Agaknya wanita tua terjaga disebabkan karena barusan ia mengalami sebuah mimpi. Sebab saat masih tidur tadi, bibir dan kulit pipinya yang kisut terlihat senyum-senyum sendiri. Lalu matanya mendadak terbuka, menyala terang seolah memancarkan kebahagiaan yang luarbiasa.
"Bapak, bukakan pintu! Itu Sri.... Karno.. Andri.. Sasha... Mereka pulang, Pak!". Begitu suara parau yang keluar dari mulut wanita tua sesaat setelah bangkit dari ranjang.
Wanita tua meraih tongkat kayu yang berukirkan ular kobra untuk menopang tubuhnya yang lapuk. Lalu melangkah tertatih-tatih namun terlihat sangat bersemangat. Ia berjalan menuju ruang tengah.
Ya.
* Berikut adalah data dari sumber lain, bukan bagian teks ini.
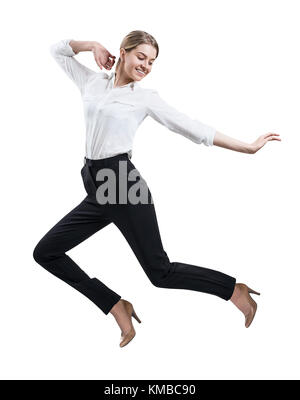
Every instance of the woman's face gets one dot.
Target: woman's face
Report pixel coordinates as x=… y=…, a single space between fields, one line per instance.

Pasti penyebab wanita tua tiba-tiba terbangun adalah karena ia habis bermimpi. Kemungkinan besar mimpinya sangat nyata. Sampai ia lupa kenyataan bahwa orang yang ia panggil Bapak telah meninggal delapan tahun lalu.
Juga nama-nama yang ia sebutkan tidaklah mungkin mengunjunginya tengah malam begitu. Setahu saya, Sri merupakan nama anak satu-satunya wanita tua.